Когда Рори вынула платье из коробки, оно как будто издало вздох облегчения, обретя долгожданную свободу. Нижние юбки из полотен органзы раскрылись, точно лепестки большого цветка, стоило их немножко встряхнуть, сделавшись светящимися и воздушными. Не меньше изумляла и спинка платья – со шнуровкой типа корсета и широким атласным бантом, свободные концы которого свисали до пола.

Знаменитый бант Руссель.

Рори начинала понимать, как Солин Руссель удалось сделать себе такую известность. Прекраснее вещи Рори еще не доводилось видеть – даже в воображении. Это платье впору было надеть принцессе, пусть даже и очень миниатюрной принцессе. Рукава, явно предполагавшиеся на всю длину руки, на добрые шесть дюймов не доходили Рори до запястья, талия была до невероятного узкой.

Быть может, это платье шилось на заказ, а потом, невостребованное, так и осталось ни разу не надетым? Что же случилось с невестой, которая должна была идти в нем под венец?

Вопрос этот растревожил Рори сильнее, нежели ей хотелось бы признать. Наверное, потому, что в голову ей тут же стали приходить разные сценарии произошедшего, один другого хуже. Неизлечимая болезнь. Предательство возлюбленного. Смерть… Все они заканчивались одним и тем же – тем, что свадьба так и не состоялась.

Рори плотно закрыла глаза, отгоняя эти мысли прочь. Какая бы ни была история – а с этим платьем определенно связана какая-то история, – это чья-то чужая жизнь. Это никакой не знак и не предвестие. К ней лично это не имеет никакого отношения. Так что самое разумное будет положить платье обратно и задвинуть коробку туда, где Рори ее нашла.

Но когда она стала расправлять в коробке полотнища папиросной бумаги, то обнаружила внизу пачку писем и небольшой застегнутый кожаный футляр с золотистой монограммой. Мужской несессер, как поняла Рори, взяв его в руки, – из тех, что берут собой в дальнюю поездку мужчины. Кожа на нем успела обтереться, монограмма начала сходить, но все равно было видно, что это очень дорогая вещь.

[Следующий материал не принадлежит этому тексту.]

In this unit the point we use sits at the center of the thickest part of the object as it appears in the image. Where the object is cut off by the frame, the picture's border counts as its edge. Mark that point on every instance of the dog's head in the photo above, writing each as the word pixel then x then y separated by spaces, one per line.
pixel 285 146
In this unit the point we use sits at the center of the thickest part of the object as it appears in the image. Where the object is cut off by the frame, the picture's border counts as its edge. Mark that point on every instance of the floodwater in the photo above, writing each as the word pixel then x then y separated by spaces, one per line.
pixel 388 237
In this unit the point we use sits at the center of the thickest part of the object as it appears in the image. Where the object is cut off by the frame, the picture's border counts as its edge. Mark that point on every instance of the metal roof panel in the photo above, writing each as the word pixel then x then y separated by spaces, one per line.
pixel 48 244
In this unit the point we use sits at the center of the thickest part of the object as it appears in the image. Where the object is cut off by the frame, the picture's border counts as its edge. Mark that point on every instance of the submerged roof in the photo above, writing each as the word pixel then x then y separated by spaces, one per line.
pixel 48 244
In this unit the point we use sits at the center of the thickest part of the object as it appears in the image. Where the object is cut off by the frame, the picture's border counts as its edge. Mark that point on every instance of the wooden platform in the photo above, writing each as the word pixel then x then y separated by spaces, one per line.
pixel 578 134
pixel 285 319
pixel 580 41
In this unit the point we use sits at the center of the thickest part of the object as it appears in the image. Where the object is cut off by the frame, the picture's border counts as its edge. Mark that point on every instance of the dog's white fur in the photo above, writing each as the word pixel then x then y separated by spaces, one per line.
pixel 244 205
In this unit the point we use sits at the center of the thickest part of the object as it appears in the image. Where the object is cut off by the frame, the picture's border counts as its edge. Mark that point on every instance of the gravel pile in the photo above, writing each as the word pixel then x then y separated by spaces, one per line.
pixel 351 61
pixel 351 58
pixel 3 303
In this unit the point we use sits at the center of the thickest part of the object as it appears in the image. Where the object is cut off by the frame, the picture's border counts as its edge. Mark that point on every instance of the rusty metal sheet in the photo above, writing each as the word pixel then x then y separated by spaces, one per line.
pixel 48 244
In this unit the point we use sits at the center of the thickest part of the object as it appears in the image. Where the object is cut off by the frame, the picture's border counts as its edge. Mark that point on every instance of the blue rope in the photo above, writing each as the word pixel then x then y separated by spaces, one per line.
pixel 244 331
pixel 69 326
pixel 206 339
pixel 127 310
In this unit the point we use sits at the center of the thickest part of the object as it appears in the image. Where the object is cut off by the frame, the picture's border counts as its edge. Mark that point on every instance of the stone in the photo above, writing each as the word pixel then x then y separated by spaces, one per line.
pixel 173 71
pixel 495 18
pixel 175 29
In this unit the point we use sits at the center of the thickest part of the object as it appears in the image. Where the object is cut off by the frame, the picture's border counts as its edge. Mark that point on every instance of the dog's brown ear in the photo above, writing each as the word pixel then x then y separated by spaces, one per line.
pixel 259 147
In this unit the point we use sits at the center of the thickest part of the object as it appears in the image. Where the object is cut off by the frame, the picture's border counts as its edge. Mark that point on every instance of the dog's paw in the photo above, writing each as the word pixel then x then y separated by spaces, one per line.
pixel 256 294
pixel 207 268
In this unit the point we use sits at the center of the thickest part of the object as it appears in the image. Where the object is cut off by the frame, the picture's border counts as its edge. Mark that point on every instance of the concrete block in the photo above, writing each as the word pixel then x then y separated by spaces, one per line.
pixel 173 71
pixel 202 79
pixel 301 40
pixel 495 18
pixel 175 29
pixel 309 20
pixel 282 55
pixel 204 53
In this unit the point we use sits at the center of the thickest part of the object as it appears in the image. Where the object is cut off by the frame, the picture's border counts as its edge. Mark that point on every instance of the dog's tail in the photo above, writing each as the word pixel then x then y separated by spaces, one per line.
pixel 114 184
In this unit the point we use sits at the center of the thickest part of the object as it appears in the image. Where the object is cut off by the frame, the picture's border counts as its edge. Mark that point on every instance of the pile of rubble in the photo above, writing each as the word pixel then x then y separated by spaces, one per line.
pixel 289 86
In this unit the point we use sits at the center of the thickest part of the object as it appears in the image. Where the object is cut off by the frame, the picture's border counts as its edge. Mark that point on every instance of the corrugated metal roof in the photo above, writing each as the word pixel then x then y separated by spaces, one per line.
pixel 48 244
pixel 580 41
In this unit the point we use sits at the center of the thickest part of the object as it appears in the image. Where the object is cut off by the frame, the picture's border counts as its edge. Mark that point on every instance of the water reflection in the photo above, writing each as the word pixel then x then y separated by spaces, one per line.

Рори расстегнула футляр, и половинки его распахнулись по сторонам, точно книга. С одной стороны находился помазок и бритвенный станок с серебряной ручкой, с другой – мужская черепаховая расческа, рожок для обуви из того же материала и пустой флакончик, очевидно, из-под одеколона. Рори провела пальцем по тому, что осталось от монограммы. «Э. В. П.» Эдвард? Элвис? Скорее всего, ей не суждено это узнать. Разве что пачка писем даст какой-то ключ к разгадке.

Рори высвободила конверты из скреплявшей их ленты и, разложив веером, пересчитала. Всего оказалось восемнадцать. Ни на одном не было почтового штемпеля или указанного, как полагается, адреса. Хотя на некоторых посреди конверта было выведено: «Mademoiselle Roussel». То есть передавали их лично, а не по почте. И хранились они все вместе из неких сентиментальных соображений. Может, это любовные послания от некоего Э. В. П.?

Выбрав наугад одно письмо, Рори вытянула из конверта одинокий листок голубоватой писчей бумаги. Послание было на французском. Увы, она уже давным-давно забыла все, что успела выучить на занятиях французским на первом курсе в Тафтсе. Впрочем, дату прочитать она могла: 17 декабря 1942 года. Декабрь сорока двух с лишним лет назад.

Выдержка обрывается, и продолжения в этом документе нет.